Williams was arrested by Naples police on charges of domestic violence and child abuse. The next morning during a head count, a deputy got a partial view of him apparently lying on the floor. The deputy entered the cell and saw the sheet around Williams' neck, something that could not be seen from the outside.

Charges dropped in fatal beating of UF student

JACKSONVILLE - Charges have been dropped against a second man in the fatal beating of a University of Florida student.

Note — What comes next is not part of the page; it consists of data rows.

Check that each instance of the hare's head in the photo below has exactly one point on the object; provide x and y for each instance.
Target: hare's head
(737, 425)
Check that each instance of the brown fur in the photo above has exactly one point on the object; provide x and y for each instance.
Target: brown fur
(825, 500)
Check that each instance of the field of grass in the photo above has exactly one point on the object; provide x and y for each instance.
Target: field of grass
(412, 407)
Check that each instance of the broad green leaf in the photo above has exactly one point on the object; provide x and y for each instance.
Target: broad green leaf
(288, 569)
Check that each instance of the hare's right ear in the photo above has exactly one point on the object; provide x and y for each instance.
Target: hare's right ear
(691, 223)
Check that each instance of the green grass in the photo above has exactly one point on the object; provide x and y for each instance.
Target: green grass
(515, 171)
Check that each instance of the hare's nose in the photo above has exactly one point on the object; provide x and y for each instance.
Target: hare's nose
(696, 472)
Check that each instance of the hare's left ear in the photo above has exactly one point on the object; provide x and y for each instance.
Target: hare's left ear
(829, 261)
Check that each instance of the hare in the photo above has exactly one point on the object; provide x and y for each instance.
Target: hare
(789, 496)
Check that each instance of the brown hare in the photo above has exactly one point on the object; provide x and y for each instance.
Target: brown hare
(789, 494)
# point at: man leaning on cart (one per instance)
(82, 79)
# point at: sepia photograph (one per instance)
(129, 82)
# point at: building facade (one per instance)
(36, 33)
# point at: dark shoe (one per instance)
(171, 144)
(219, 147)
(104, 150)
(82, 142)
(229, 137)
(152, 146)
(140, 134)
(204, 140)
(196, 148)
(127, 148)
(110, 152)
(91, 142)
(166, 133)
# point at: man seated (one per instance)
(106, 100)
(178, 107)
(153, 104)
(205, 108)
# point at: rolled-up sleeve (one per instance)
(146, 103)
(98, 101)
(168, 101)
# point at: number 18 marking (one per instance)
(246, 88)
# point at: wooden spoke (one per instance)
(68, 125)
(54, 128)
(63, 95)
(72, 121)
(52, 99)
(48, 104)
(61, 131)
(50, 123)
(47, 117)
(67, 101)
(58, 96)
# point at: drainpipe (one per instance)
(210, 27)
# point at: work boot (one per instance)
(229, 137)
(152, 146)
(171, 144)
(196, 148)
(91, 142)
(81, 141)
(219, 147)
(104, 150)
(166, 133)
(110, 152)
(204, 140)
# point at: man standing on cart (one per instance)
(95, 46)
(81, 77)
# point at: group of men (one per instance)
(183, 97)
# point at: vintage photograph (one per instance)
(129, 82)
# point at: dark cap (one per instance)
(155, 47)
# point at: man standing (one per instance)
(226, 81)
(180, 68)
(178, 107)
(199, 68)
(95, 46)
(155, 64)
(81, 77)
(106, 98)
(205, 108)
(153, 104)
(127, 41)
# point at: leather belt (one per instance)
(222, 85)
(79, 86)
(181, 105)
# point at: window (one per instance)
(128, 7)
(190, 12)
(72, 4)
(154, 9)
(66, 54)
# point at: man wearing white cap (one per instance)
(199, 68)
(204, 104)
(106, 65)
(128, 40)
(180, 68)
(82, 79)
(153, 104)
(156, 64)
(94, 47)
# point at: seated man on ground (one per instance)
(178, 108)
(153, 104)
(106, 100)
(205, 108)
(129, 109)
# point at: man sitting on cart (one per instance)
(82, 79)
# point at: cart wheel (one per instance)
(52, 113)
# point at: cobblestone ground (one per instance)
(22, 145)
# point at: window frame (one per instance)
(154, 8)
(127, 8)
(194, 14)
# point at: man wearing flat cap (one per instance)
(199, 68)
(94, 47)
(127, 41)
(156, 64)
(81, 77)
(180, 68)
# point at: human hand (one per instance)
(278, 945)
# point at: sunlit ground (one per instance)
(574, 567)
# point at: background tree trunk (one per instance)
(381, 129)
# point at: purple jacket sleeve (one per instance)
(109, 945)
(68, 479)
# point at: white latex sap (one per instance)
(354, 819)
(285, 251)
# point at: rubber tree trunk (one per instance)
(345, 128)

Jeffery Gronczniak, 19, of Ponte Vedra Beach was released from jail Thursday after pleading guilty to an unrelated traffic charge. He will testify against three men charged in the death of Thomas Oliver Brown, 23, following the Oct. 29 Florida-Georgia football game in Jacksonville.

Alex Samuel Canzano, 21, Jeremy Alan Lane, 21, and Mark Tyler Foss, 19, all of Jacksonville, are charged with second-degree murder.

Last month, prosecutors dropped charges against Casey Michael Schuurman, 20. His attorney said evidence showed Schuurman was not a participant.

Brown was beaten to death on a street after he became separated from some UF friends after the game. A reason for the beating was not clear, police said.

Agriculture department to review canker protocol

TALLAHASSEE - A state law requiring the removal of trees within 1,900 feet of one infected with citrus canker is being reviewed by the Florida Department of Agriculture in the aftermath of four bad hurricanes.

The storms that struck Florida last year caused an estimated $2.2-billion in damage to the state's crops and farming infrastructure and also may have spread diseases that threaten the state's $9-billion citrus industry.

Agriculture officials estimated Wilma and Katrina could be responsible for spreading canker to 183,000 acres, or a quarter of the state's commercial citrus groves.

As the agriculture department tries to determine how far canker was spread, growers have sought a less restrictive approach than the 1,900-foot law. They are trying to limit tree removals after losing valuable trees to the hurricanes.

Once canker is found in a grove, the state requires that citrus trees within a 1,900-foot radius be destroyed. Any change would have to be done by the Legislature.